O Ministério do Desenvolvimento pretende apoiar as empresas, para atender a explosão de demanda por componentes ‘‘embarcados’’, ou seja as peças eletrônicas que compõem o interior de um veículo, de um forno de microondas e de aparelhos eletroeletrônicos em geral.
O superintendente do BNDES para a área de Operações Industriais, Carlos Gastaldoni, esteve ontem em Curitiba, em contato com empresários e com representantes de instituições de pesquisa para discutir o mercado. O interesse do BNDES é unificar a política estadual, já existente nessa área, com a política federal, para haver apenas uma única orientação.
Segundo Gastaldoni, a etapa atual é buscar parcerias nos estados para estabelecer um programa de financiamento para estimular a fabricação de componentes eletrônicos, que constituem o item mais caro da pauta de importações do País.
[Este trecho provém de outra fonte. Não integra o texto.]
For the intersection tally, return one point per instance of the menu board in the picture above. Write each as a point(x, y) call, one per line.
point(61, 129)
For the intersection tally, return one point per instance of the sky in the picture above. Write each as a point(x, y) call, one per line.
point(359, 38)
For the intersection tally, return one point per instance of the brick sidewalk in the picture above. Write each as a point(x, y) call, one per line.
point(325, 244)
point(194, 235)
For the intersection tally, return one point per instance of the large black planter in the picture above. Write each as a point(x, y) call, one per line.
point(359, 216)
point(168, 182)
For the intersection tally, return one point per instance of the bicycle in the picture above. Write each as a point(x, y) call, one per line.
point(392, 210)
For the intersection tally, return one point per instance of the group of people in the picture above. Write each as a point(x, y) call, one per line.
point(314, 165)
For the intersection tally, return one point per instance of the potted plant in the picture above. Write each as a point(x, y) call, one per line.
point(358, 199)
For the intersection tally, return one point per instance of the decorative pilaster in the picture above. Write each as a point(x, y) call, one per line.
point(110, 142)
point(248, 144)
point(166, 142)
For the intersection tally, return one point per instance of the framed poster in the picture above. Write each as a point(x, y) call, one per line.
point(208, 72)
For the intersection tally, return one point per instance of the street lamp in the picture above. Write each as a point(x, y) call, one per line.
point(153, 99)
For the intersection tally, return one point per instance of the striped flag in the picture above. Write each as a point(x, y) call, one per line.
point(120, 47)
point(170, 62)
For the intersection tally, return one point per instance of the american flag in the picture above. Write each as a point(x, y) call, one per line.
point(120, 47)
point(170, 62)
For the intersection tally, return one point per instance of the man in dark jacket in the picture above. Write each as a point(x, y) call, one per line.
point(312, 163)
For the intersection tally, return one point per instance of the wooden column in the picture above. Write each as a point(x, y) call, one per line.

O Paraná é um dos estados que está sendo visitado pelo BNDES por apresentar dois ativos importantes, disse o secretário da Ciência e Tecnologia, Ramiro Warhaftig. Um deles é o fato de sediar empresas de ponta na área de fabricação de eletroeletrônicos como Siemens, Furukawa, Bematech, Positivo Informática, Incubadoras Tecnológicas e institutos de prestação de serviços tecnológicos como o Tecpar e o Lactec. O outro ativo é a geração de recursos humanos de qualidade para atender a demanda dessas empresas. Dos 16 cursos de doutorado existentes no Brasil para a área de informática, três estão no Paraná, nos cursos da PUC, Cefet e UFPR.